That being said, web apps should also operate offline in situations where that functionality makes sense – as would be the case for a word processor for example. For this, data needs to be stored locally, if only ephemerally. Local data storage can also be used for speed, where resources need to be accessed multiple times, for tracking, to provide functionality for browser extensions, and so on.

The IndexedDB API

One API that provides storage to websites is IndexedDB, a key-value store that provides web developers a means to store JavaScript objects — as keys and values — across multiple datastores on a per-domain basis. The data types allowable in the store comprise all the primitive types such as numbers, Booleans, strings, binary blobs and more, as well as the collection types that allow the arrangement of that data into a hierarchical structure if needed. The data can also be addressed via multiple indexes based upon properties of the object.

Compared to other storage APIs, IndexedDB shines in terms of its flexibility – good old Cookies provide only a very small storage space per record and need to be text based; Web Storage (Local Storage and Session Storage) is again text-based only; Web SQL and Application Cache (aka AppCache) are both deprecated legacy technologies (and never formally standardised in the case of Web SQL).

Finally there is the “FileSystem API” which is certainly interesting as it allows a Web App to make use of a file-system-like structure to store data locally; it is currently still officially an experimental API, although it is well supported by mainstream browsers.
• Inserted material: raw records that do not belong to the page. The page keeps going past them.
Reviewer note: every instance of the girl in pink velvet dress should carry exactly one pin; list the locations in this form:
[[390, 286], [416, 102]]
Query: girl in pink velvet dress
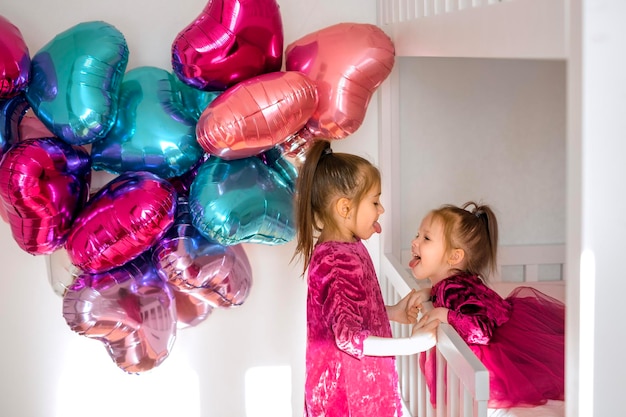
[[350, 363], [520, 339]]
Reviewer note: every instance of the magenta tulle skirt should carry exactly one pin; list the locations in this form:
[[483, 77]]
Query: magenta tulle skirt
[[526, 355]]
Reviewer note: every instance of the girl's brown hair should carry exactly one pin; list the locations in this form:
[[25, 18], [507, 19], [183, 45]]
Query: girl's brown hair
[[323, 178], [473, 228]]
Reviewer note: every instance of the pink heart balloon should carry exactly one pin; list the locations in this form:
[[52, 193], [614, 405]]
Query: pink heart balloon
[[14, 60], [256, 115], [347, 62], [230, 41], [191, 309], [123, 220], [129, 309], [219, 275], [43, 185]]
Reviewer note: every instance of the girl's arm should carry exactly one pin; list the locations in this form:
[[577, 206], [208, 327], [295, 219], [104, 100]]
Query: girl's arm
[[423, 337]]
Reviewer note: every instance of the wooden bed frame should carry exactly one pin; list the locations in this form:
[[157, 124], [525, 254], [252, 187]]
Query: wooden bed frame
[[467, 390]]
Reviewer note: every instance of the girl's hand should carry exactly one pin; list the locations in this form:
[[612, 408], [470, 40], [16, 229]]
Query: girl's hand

The FileSystem API on Chrome also makes use of the same technology as IndexedDB as it happens, albeit storing data in a different structure – but that’s for another blog.

LevelDB

The format the Chrome-esque browsers and applications use to actually store the IndexedDB data is LevelDB, an on-disk key-value store where the keys and values are both arbitrary blobs of data.

LevelDB is an on-disk key-value store where the keys and values are both arbitrary blobs of data. Each LevelDB database occupies a folder on the file system. The folder will contain some combination of files named “CURRENT”, “LOCK”, “LOG”, “LOG.old” and files named “MANIFEST-######”, “######.log” and “######.ldb” where ###### is a hexadecimal number showing the sequence of file creation (higher values are more recent). The “.log” and “.ldb” files contain the actual record data; the other files contain metadata to assist in reading the data in an efficient manner.

When data is initially written to a LevelDB database it will be added to a ”.log” file. “Writing data” to LevelDB could be adding a key to the database, changing the value associated with a key or, indeed, deleting a key from the database. Each of these actions will be written to the log as a new entry, so it is quite possible to have multiple entries in the log (and, indeed, “.ldb” files) relating to the same key. Each entry written to LevelDB is given a sequence number, which means that it is possible to track the order of changes to a key and recover keys that have been deleted (indeed, it is actually more effort to exclude old and deleted entries when reading the database!).

LevelDB Log File Format

The LevelDB “.log” files are broken up into blocks of a fixed size (32 kB). The blocks contain a 7-byte-long block header followed by data related to log entries. From a data recovery perspective, the log file format offers some great benefits: keys and values are stored in full, without any compression applied, therefore string searches and carving will be successful in a lot of cases. It is worth considering that as batched data can flow across block boundaries it will be interrupted by the 7 byte block header if it spans multiple blocks. If searching and carving is the primary concern then, it is worth pre-processing the log by removing 7 bytes every 32 kB to optimise the chances to recover data.

LevelDB ldb File Format

The ldb file format is a little more involved than its log file counterpart. The ldb files are made up of Blocks (slightly confusingly this term is reused in the Log, but the structure and contents are different). Unlike the blocks in the log files, blocks in ldb files do not have a fixed length. The final 8 bytes of the file contain the file signature: 0x 57 FB 80 8B 24 75 47 DB.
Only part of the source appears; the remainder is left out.